Yeah, of course I knew that!

Also airs at 2:15 PM!

9:30 PM Turner Classic Movies
Captain Salvation (1927 USA): This silent feature has aired previously on TCM, but I don’t think I’ve written about it before. Directed by Old John Robertson (presumably whilst wearing a stetson hat), the film tells the tale of a sailor torn between his love for the sea and his love for God. Lars Hanson stars as aspiring pastor Anson Campbell, whose heart bleeds for Bess Morgan (Pauline Starke), a woman of questionable virtue sailing aboard the same convict ship Anson just so happens to be crewing.
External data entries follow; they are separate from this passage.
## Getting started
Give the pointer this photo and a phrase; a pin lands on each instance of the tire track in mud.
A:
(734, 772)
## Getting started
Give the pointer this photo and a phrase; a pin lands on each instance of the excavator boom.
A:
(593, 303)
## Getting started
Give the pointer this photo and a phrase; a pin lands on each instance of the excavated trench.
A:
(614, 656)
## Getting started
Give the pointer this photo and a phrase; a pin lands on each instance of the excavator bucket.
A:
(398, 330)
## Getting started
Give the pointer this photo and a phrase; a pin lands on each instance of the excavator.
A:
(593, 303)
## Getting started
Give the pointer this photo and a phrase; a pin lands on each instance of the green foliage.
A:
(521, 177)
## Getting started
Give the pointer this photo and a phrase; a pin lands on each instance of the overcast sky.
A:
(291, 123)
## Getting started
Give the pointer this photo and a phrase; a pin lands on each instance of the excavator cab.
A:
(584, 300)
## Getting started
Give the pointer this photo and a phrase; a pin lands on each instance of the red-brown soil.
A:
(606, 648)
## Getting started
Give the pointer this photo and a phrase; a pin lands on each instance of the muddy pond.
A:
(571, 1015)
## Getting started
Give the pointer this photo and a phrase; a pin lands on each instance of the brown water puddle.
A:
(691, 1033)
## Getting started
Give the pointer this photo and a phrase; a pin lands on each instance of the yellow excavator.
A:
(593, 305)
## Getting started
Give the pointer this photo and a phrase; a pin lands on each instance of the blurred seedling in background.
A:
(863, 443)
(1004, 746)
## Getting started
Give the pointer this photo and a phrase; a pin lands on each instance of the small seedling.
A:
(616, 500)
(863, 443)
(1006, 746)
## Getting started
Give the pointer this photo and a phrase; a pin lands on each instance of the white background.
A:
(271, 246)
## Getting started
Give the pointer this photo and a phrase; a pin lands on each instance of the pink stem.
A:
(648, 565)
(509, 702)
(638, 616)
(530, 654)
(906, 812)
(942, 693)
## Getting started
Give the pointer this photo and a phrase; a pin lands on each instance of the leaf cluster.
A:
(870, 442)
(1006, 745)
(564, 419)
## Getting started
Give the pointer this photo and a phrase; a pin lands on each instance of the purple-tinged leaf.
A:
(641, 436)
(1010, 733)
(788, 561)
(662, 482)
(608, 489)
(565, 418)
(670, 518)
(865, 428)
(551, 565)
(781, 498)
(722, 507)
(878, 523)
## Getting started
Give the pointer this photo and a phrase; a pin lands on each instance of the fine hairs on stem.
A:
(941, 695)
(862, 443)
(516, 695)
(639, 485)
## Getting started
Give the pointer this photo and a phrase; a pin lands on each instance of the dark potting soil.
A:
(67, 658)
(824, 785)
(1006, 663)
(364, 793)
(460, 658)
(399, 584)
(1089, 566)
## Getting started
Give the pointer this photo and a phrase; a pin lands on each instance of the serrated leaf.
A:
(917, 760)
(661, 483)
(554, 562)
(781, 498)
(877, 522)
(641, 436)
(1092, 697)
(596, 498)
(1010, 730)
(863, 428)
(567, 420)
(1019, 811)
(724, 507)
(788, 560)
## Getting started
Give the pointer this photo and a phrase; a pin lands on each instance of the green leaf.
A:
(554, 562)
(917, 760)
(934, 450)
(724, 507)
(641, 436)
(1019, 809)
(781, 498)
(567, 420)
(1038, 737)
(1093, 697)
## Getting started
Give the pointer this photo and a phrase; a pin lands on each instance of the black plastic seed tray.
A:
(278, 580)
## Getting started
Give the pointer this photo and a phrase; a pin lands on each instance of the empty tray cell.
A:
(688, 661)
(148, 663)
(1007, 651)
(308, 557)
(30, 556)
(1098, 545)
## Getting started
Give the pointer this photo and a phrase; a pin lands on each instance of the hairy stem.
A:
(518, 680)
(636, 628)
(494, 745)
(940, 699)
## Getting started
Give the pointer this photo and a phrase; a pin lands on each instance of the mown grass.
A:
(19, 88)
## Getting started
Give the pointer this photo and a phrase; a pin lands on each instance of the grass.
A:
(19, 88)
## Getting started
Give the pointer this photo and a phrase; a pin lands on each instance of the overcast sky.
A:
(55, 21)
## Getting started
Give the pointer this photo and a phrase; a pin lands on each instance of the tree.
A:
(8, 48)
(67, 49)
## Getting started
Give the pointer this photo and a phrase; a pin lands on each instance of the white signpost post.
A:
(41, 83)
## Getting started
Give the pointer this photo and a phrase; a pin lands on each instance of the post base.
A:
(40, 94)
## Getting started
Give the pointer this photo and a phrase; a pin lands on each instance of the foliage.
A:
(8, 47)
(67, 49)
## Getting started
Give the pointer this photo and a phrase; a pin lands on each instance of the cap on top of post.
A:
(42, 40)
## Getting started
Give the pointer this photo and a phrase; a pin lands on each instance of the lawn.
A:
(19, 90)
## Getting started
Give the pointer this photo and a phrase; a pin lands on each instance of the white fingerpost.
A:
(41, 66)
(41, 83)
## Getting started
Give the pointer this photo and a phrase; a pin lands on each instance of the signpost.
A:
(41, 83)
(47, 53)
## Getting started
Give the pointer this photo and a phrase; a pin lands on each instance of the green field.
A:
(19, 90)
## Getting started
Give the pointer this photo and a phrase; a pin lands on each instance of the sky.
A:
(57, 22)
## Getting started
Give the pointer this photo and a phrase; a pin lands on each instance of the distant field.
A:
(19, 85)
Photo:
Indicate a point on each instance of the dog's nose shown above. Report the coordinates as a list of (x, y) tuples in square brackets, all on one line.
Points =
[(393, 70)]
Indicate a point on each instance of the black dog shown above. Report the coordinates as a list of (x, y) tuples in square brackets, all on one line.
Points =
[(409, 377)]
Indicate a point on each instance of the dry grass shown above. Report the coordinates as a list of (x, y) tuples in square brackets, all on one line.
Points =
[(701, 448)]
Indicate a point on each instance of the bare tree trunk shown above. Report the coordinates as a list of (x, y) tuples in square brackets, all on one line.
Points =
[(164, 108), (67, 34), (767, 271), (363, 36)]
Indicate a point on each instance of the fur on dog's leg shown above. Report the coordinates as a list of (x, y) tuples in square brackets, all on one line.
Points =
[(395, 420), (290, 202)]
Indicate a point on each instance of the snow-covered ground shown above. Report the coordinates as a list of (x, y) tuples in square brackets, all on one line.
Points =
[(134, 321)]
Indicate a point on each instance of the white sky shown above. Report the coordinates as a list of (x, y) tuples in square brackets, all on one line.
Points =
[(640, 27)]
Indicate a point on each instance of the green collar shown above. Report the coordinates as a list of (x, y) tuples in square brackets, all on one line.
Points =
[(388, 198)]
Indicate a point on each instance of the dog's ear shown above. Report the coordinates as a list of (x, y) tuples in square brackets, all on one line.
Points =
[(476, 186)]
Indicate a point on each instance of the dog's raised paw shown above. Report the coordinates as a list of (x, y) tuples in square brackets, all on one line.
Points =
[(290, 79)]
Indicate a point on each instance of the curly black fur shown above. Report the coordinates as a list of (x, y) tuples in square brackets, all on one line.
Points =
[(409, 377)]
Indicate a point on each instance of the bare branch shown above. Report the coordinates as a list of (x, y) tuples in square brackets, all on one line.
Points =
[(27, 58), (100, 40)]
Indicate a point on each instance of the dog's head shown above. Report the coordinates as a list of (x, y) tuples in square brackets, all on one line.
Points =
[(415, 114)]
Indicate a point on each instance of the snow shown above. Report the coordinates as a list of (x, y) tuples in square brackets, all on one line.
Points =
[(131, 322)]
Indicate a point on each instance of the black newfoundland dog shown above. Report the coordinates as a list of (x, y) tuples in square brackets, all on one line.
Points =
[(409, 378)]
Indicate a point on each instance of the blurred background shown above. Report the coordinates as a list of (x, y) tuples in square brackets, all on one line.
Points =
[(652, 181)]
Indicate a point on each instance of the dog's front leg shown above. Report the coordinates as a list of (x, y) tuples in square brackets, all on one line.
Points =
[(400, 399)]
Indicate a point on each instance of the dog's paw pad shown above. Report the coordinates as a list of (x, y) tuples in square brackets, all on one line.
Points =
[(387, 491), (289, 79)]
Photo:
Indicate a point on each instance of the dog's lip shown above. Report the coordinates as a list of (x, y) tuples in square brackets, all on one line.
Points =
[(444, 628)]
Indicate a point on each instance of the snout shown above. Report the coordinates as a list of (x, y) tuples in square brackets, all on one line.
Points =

When she rejects the untoward advances of the ship’s skipper (Ernest Torrence), Anson realizes she has a heart of gold, and determines to help her regain her good name and the respect of their neighbors back in Maple Harbour, Massachusetts. Hanson had previously played Reverend Dimmesdale in Victor Sjostrom’s superior 1926 version of The Scarlet Letter, so playing another liberal clergyman wasn’t much of a stretch for him. Captain Salvation is no lost silent classic, but it’s still worth a look for William Daniel’s excellent shipboard cinematography and Starke’s nuanced performance as the bad girl who just might not be so bad after all.